2020 marks the 80th anniversary of the Blitz, Nazi Germany's aerial bombardment of London in the Autumn of 1940. The main targets were the capital's docks, but the area around St Peter-in-the-Forest did not escape unscathed. Like so many others, my own family suffered appalling losses then, yet despite this their spirited fortitude enabled them to re-build their lives after the war and to continue their association with the church.
My mother, Margaret Orriss, was born in Chelsea in 1925 but the family moved in the 1930s to Leytonstone – first to Lytton Road and then to 77 The Risings, a stone's throw from St Peter's. At the onset of war in 1939 Margaret and her brother Edward were evacuated to Coopersale, near Epping, but they soon returned home. My maternal grandfather, Frank Orriss, had joined the RAF Reserve as a corporal in charge of a 'flight' of barrage balloons protecting the airspace over West Ham. He was staying there with his in-laws when he was given leave for a brief visit to the family home at The Risings in mid-October 1940. At that time Edward had been evacuated again, whereas Margaret had stayed at home. Also with her there were her grandmother Ada and a baby cousin – but not her mother, whom the war effort had assigned to a unit of the Auxiliary Territorial Service in Middlesex.

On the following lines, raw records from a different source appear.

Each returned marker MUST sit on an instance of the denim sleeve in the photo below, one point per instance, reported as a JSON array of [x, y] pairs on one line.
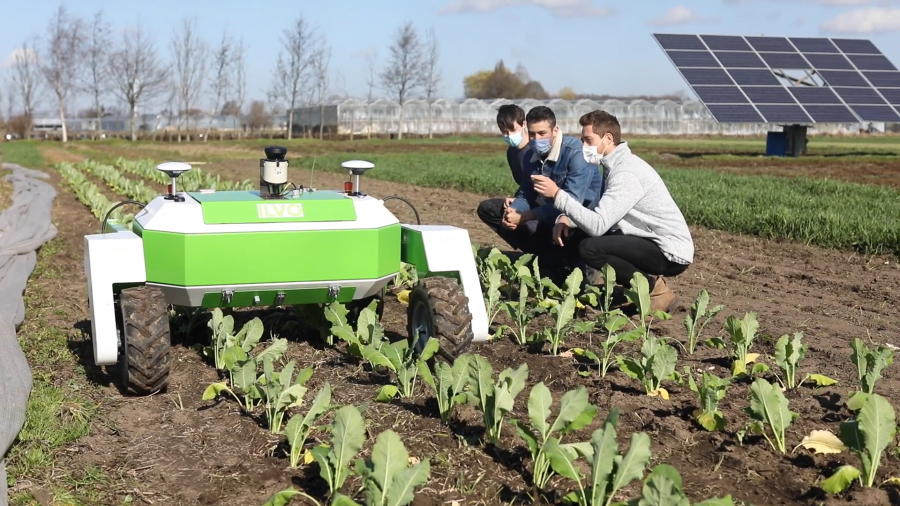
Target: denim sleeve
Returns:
[[579, 176]]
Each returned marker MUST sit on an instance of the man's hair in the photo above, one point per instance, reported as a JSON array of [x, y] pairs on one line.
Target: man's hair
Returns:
[[602, 123], [508, 115], [541, 113]]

1) Corporal Frank Orriss with his son Edward and daughter Margaret, 1940
On the night of Wednesday 16th October 1940 Margaret decided to sleep over at her next-door neighbours in No. 75, the Skirrow family. When the air-raid siren sounded, Ada gathered up the baby and headed for the Anderson shelter in the garden, but Frank decided to take his chances and stay in bed. Meanwhile A German land-mine was drifting gently towards Earth under its silk parachute, which became entangled in the branches of a tree in No. 77's garden. The resulting explosion destroyed the house and Frank with it; No. 75 was badly damaged; and Ada and the baby had not yet reached the safety of the family's air-raid shelter. The blast killed the old woman, who dropped the baby girl amidst a shower of debris. The next morning a police constable found her crying but without a scratch.

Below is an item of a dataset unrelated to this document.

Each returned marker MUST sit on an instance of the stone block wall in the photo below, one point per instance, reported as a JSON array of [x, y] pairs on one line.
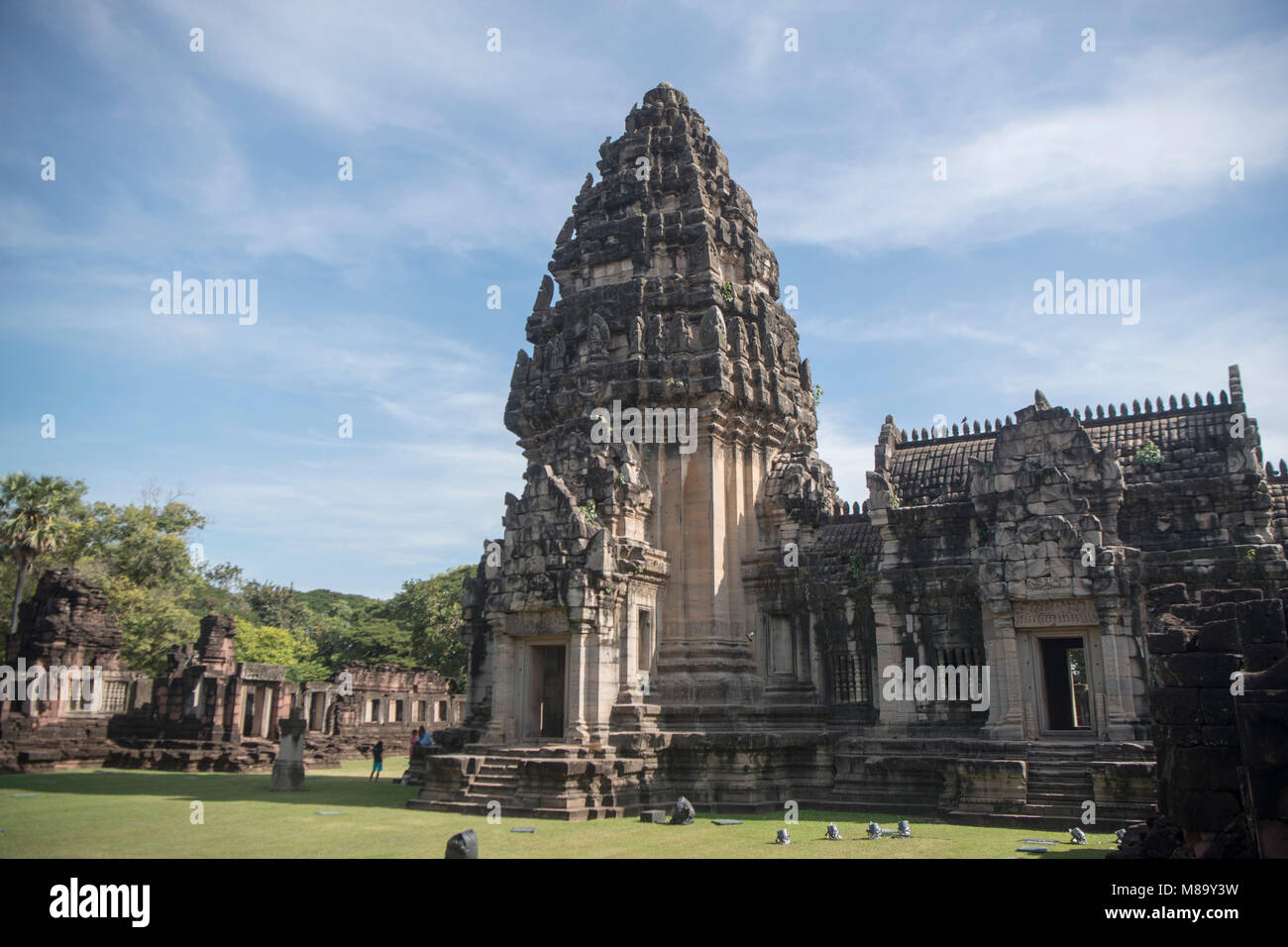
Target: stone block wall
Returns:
[[1201, 654]]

2) Entry in Civilian War Dead, Ada Smith, 1940.
3) King's letter of condolence, 1940.
Margaret suffered shock, cuts and bruises and was treated at nearby Whipps Cross Hospital. Mrs Skirrow took her with her to stay with family in the Lake District in order to convalesce there. My mother clearly had not been told the events of the night of the 16th, for in a letter home she wrote, “I fear Daddy is no longer with us, because I have an empty feeling in my heart”. She also reported that her adoptive family had had to lend her some more clothes, as she only had what she was wearing when she left London. Her mother, my grandmother, had the grim task of breaking the tragic news in a telegram to Edward. The family received the standard letter of condolence from the King and Queen, and Ada's name was entered into the National Register of Civilian War Dead. The death certificates for her and for Frank simply stated that they died “due to enemy operations”.

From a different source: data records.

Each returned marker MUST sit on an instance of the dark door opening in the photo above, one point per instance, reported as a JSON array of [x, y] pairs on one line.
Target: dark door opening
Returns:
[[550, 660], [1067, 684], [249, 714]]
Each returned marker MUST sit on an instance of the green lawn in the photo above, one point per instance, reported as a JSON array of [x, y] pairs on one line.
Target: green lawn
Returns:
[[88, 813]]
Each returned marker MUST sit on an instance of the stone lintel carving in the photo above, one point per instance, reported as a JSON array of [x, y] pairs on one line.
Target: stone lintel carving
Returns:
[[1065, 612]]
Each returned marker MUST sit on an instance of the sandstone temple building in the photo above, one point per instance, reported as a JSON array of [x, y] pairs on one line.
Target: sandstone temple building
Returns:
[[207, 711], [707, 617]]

4) Margaret's letter home, 1940.
There is a happy ending to this tragedy, fortunately. After the war, while the house at 77 The Risings was being re-built, Margaret and her family lived in Forest Drive East, Leytonstone. There she got to know her next-door neighbour, James Carroll, a young RAF navigator who had fought in Burma during the war. After their engagement the couple was married at St Peter's on 6th September 1947. A report in the local Guardian newspaper gave a brief description of the wedding and stated that the newly-weds departed for a honeymoon in Scotland. Three years later Edward married his childhood sweetheart, Eileen Baker, also at St Peter's. All's well that ends well.
5) Wedding of Margaret Orriss and James Carroll at St Peter-in-the-Forest, 1947. Edward is standing at the back on the right.